On the right is a needle case that I made when I was starting out to embroider and finally a little mirror given to me by my mother a considerable time ago. It started out as a dressing-table mirror with matching brush and used to have a long handle. I'm not exactly sure, but it may have been when the handle was broken that I started using the mirror as a work tool. Anyhow, it fits nicely on my tray as it is and is so useful when I'm stitching  -  as when doing any kind of artwork, I always find it so helpful to look at the work in a mirror and  if I'm not sure whether a dark or light thread is needed next or when choosing a shade, looking in the mirror always helps me make my decision.

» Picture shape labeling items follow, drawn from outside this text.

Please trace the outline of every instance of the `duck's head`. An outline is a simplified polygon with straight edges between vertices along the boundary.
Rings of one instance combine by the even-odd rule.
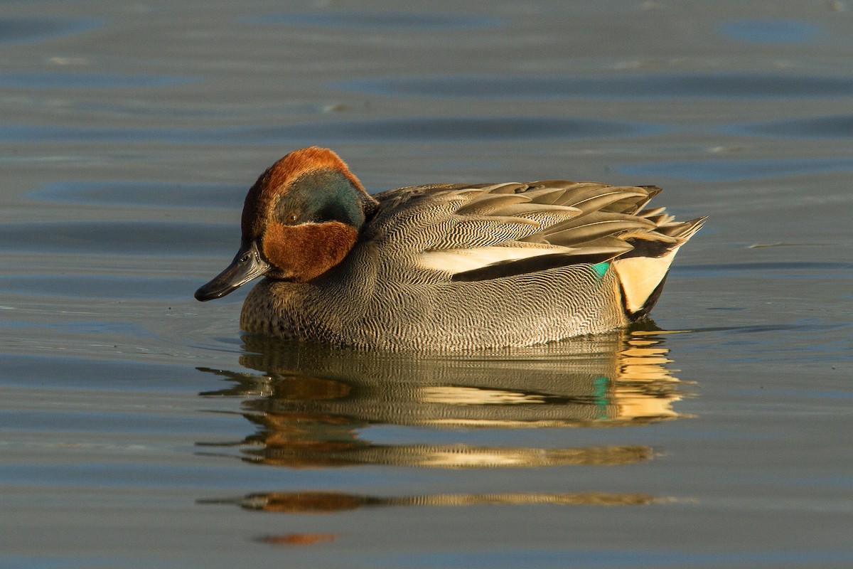
[[[195,298],[222,298],[261,276],[297,282],[320,276],[344,259],[375,206],[331,150],[290,153],[249,189],[240,250]]]

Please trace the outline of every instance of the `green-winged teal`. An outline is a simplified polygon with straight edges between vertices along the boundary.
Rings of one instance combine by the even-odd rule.
[[[644,209],[654,186],[436,183],[374,195],[303,148],[249,189],[231,264],[195,293],[243,304],[247,332],[358,347],[530,345],[648,314],[705,218]]]

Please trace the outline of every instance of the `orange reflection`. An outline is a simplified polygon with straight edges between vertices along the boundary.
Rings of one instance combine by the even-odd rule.
[[[205,446],[290,467],[383,464],[440,468],[630,464],[644,445],[516,448],[376,444],[371,425],[533,428],[618,427],[677,419],[681,382],[660,332],[624,330],[533,348],[469,354],[339,350],[246,336],[241,363],[204,396],[245,398],[256,433]]]

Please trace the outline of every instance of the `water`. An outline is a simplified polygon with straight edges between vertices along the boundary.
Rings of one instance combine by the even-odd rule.
[[[0,566],[853,565],[849,3],[2,5]],[[192,293],[312,143],[711,218],[641,328],[242,335]]]

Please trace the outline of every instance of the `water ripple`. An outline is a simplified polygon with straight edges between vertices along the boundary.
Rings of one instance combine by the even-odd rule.
[[[330,27],[383,32],[432,32],[496,27],[504,20],[479,15],[387,10],[334,10],[304,14],[267,14],[241,20],[248,24],[285,24],[301,27]]]
[[[773,18],[724,22],[720,32],[750,44],[809,44],[824,35],[823,29],[816,24]]]
[[[625,164],[616,171],[630,176],[682,177],[698,182],[754,180],[853,170],[853,158],[798,158],[787,160],[686,160]]]
[[[775,120],[736,125],[722,129],[740,135],[760,135],[793,138],[845,138],[853,136],[853,115]]]
[[[101,20],[67,18],[0,18],[0,44],[32,44],[50,38],[88,32]]]
[[[177,143],[331,144],[358,141],[572,140],[636,136],[664,131],[664,126],[646,123],[546,117],[377,119],[209,131],[0,125],[0,142],[157,141]]]
[[[0,250],[118,255],[221,254],[235,246],[227,224],[77,222],[3,224]]]
[[[853,96],[853,78],[754,73],[619,77],[412,77],[354,79],[334,88],[403,96],[477,99],[761,99]]]
[[[114,73],[68,73],[39,71],[0,75],[0,87],[14,89],[115,89],[119,87],[166,87],[200,79],[174,75],[116,75]]]

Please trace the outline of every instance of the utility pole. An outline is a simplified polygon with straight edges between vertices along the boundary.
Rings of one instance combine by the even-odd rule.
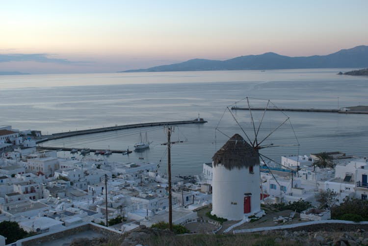
[[[95,190],[92,189],[92,204],[95,203],[95,197],[93,197],[93,193],[95,192]]]
[[[106,227],[108,227],[107,219],[107,174],[105,173],[105,201],[106,202]]]
[[[173,231],[173,211],[171,201],[171,154],[170,153],[171,143],[170,137],[171,136],[171,131],[173,131],[171,127],[167,127],[167,172],[169,175],[169,228],[170,230]]]

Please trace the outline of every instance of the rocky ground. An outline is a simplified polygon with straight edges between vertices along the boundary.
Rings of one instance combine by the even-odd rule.
[[[358,225],[354,225],[358,226]],[[273,246],[368,246],[368,232],[363,229],[352,231],[292,231],[289,230],[267,231],[259,233],[222,235],[186,234],[175,235],[168,230],[145,228],[123,234],[118,239],[101,239],[98,240],[79,240],[71,246],[105,245],[130,246],[198,245],[273,245]],[[318,229],[318,228],[317,228]]]

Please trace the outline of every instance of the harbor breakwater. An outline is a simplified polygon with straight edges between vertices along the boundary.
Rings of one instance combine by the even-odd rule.
[[[137,128],[141,127],[147,127],[151,126],[170,126],[174,125],[183,125],[184,124],[203,124],[207,123],[202,118],[195,119],[192,120],[182,120],[179,121],[165,121],[161,122],[150,122],[145,123],[132,124],[130,125],[124,125],[121,126],[114,126],[112,127],[102,127],[100,128],[94,128],[93,129],[82,130],[80,131],[73,131],[65,132],[63,133],[54,133],[51,135],[44,136],[42,139],[36,141],[37,143],[40,143],[50,140],[53,140],[70,137],[91,134],[92,133],[104,133],[117,131],[119,130],[129,129],[131,128]]]

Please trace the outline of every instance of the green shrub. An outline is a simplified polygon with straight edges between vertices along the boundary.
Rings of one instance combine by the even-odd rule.
[[[120,215],[108,220],[108,225],[113,225],[121,223],[123,221],[123,218]]]
[[[332,219],[339,219],[345,214],[359,215],[362,218],[361,221],[368,220],[368,201],[346,197],[339,205],[331,207],[331,216]]]
[[[6,238],[6,244],[27,237],[27,232],[19,226],[15,221],[4,220],[0,223],[1,235]]]
[[[342,220],[350,220],[355,222],[359,222],[364,220],[364,219],[362,216],[353,214],[345,214],[339,218],[339,219]]]
[[[296,210],[298,213],[300,213],[311,207],[312,204],[310,202],[307,202],[302,199],[300,199],[298,201],[293,202],[292,203],[290,202],[287,204],[282,202],[272,204],[272,206],[280,211],[289,209],[293,211]]]
[[[216,215],[212,215],[211,214],[210,211],[209,211],[207,213],[206,213],[206,216],[207,216],[208,218],[211,219],[213,219],[214,220],[218,221],[221,224],[223,223],[224,222],[227,221],[227,219],[225,218],[222,218],[221,217],[217,217],[216,216]]]
[[[170,227],[169,223],[164,221],[159,221],[156,224],[153,224],[151,226],[152,228],[157,228],[161,230],[169,229]],[[190,231],[182,225],[173,224],[173,232],[176,234],[184,234],[184,233],[189,233]]]

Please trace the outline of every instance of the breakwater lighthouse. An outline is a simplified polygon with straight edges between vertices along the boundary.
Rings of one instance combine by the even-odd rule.
[[[238,134],[233,136],[212,159],[211,214],[229,220],[261,211],[260,158]]]

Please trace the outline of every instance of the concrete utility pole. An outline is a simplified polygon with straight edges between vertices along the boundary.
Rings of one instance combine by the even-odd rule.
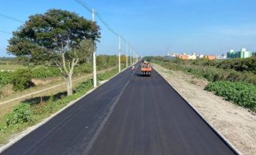
[[[118,58],[118,62],[119,62],[119,73],[121,72],[121,36],[119,35],[119,46],[118,46],[118,50],[119,51],[119,58]]]
[[[138,62],[138,54],[136,55],[136,62]]]
[[[128,43],[126,43],[126,67],[128,67]]]
[[[132,46],[130,45],[130,65],[132,65]]]
[[[135,64],[135,55],[134,55],[134,50],[133,50],[133,64]]]
[[[94,19],[94,9],[92,9],[92,22],[95,22]],[[97,87],[97,73],[96,73],[96,51],[95,50],[94,40],[92,40],[92,49],[93,49],[93,87]]]

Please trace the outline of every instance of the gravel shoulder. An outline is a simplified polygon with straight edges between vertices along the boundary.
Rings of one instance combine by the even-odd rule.
[[[204,91],[206,81],[154,64],[154,68],[243,154],[256,154],[256,115]]]

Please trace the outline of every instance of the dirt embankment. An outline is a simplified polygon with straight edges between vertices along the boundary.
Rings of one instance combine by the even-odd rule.
[[[256,154],[255,113],[204,91],[206,81],[157,64],[154,68],[239,151]]]

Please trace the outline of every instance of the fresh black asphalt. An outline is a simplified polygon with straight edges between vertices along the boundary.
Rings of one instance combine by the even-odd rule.
[[[89,143],[89,155],[236,154],[157,72],[130,69],[2,154],[84,154]]]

These are the scissors I carry, the largest for cutting fabrics and the other two for both thread and material. The little gold ones came with the rather nice leather case. Both smaller pairs were chosen partly for their sharply pointed ends but these don't seem as good now as when they were purchased. I don't know whether I can sharpen them or will need to buy replacements. The other small tool is for unpicking work and, like the screwdriver, came with my Bernina. As with rubbing out, unpicking is not done often (an embroiderer I met once said she just never unpicks) but I have found that there are times when it becomes necessary and this tool is the best I've found for the job.




These are two of my cloth marking pencils which work very well and the little brush on the end of one has come in quite handy from time to time. The rubber is a specialist one for cloth and works surprisingly well. I always find it useful to have a ruler on hand, even one as small as this!


These are just a few personal items that I keep on my tray  -  on the left, a parcel decoration which comes from the last gift given to me by my mother before she died, then a 'cross in my pocket' from St Magnus Cathedral, Kirkwall, Orkney. This was given to me by a very dear friend, Margaret, now 93 years if age and who I can't get to see very often any more. She brought the cross back to me from a cruise she made with another friend to the Northern Isles and Scandinavia a few years ago when she was still able to make the trip. Beside this is a pouch for the two meditation beads, also pictured, that Arthur brought back to me from Indonesia.



A few of the tools grouped on the little 'tray within a tray'.


These are two photos of Arthur, Juls and Ed that are beside me at my work station in the living-room at home. I used to keep a favourite photo of the three propped at the back of my tray but it disappeared mysteriously after a trip to St Davids when we stayed in a lovely cottage and I haven't dared keep a photo on the tray ever since! Photos are, however, everywhere else, in the living-room, studio at home, studio at uni, bedroom . . . . . .




Holiday stitching

We went to Brittany at the end of August  -  self with husband, Arthur, daughter Juliette (Juls) and son Edward (Ed)  -  and had a wonderful time. My health was, I am so glad say, decent for most of the time and we actually experienced summer, seeing the light and feeling the warmth of a benevolent September sun.

I always take needle and thread wherever I go, sometimes working on images inspired by wherever I am but this time I was so concerned at just how long my major piece is taking  -  still am!!  -  that I stitched mostly on this large piece. However, stitching outdoors in M and Mme Le Moelle's beautiful garden was such a change on my usual work zones!